Help! Disks kept busy and SMB stops working

April 22, 201610 yr

I've recently put together this unRAID system which is intended to be a media and application server along with providing a virtual HTPC to my media room.

It all runs swimmingly for a little while but after 1-3 days I will typically find my SMB shares, the unRAID web (or one of the docker webs - or a combination) in a non-responsive state.

There are some files being held onto (usually by SMBD or SHFS) and while I can unmount some of the drives, there will typically be some which

are held busy by one of those rogue processes and I cannot kill the offending process. This prevents me from shutting down nicely -even using the powerdown plugin, but so far I haven't lost any data (or even been forced to do a parity check on startup). Powerdown -r says its halting the system, but after that nothing happens. I can still login to the system using SSH. My only recourse is to hold down the power button to restart.

The only thing I can see in the log is a couple of mce [Hardware Error]s at boot time. But the problem occurs much later usually and doesn't crash the system at all. I've done a memtest on the system for over 24 hours and Im running everything at normal clock rates (not overclocked).

I have 1 Windows 10 VM (with a video card and a USB bus passed through)

I have 3 dockers running: Mariadb, SABNZBd and SickBeard

I have 2 plugins loaded: Community Applications, Powerdown

The system is pretty beefy too:

cpu: i7 5820K,

ram:32 GB

mobo: ASRock X99 Extreme 6

video: GTX 970

cache: 2x 240GB SSDs

parity 1 6TB

data: 2x 6TB, 2x 4TB, 1x2TB

unraid-diagnostics-20160422-0749.zip

Quote

April 24, 201610 yr

Author

I'm using 6.2 beta 20.... Do you think downgrading to 6.1 release would fix this? or even upgrading to 6.2 beta 21?

Quote

April 24, 201610 yr

You should be on the newest beta. Since the last beta is not supported anymore.

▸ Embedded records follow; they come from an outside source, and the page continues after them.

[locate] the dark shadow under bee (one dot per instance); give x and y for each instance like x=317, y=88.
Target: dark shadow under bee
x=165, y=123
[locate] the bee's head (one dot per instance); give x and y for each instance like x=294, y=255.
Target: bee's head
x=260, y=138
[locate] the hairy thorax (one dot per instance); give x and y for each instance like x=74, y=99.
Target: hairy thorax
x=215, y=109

Then you are using beta, always use the latest one!

Quote

April 24, 201610 yr

I had similar issues when I was using my onboard Intel i218V ethernet. Which one are you using?

Quote

April 29, 201610 yr

Adam64 -- how did you discover that it was an Intel i 218V ethernet issue and was there a fix (other than adding a new network card)? I to have a v6 system that becomes unusable every few days (opened a new post on it this moring), and I have a ASRcok Motherboard in it (like the original poster here), but not sure what onboard ethernet it has.

Thanks.

Quote

April 29, 201610 yr

I think it's in the X99 chip set.

Good to know that the i218V has problems. I'll switch to my RealTek port then.

Quote

April 29, 201610 yr

Just checked and I have the Z77 Extreme 4 MB. Does that use the same chipset?

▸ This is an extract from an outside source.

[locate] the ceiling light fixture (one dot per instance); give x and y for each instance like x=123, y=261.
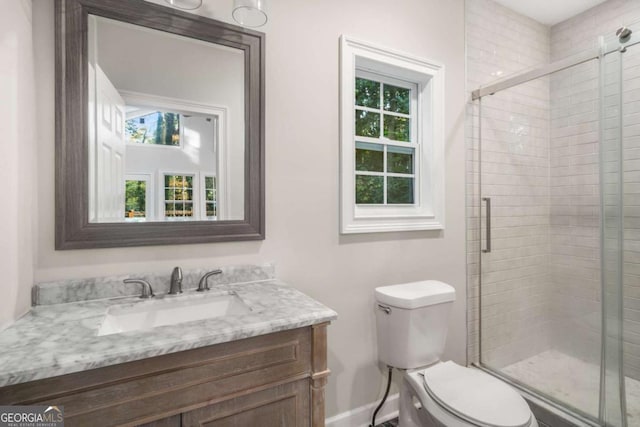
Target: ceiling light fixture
x=250, y=13
x=185, y=4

03:00.0 Ethernet controller [0200]: Broadcom Corporation NetLink BCM57781 Gigabit Ethernet PCIe [14e4:16b1] (rev 10)

Subsystem: ASRock Incorporation Z77 Extreme4 motherboard [1849:96b1]

Kernel driver in use: tg3

Kernel modules: tg3

Quote

April 29, 201610 yr

Author

I had similar issues when I was using my onboard Intel i218V ethernet. Which one are you using?

So I just checked and saw that in fact I was using the top RJ45 jack - which is the Atheros one -- so I don't think this is my issue.

Also, It seemed pretty unlikely at any rate since The system was still responding just fine over ssh. Its just that some of the disk devices were being kept busy by something and the web interface stopped responding (which also made SMB stop responding).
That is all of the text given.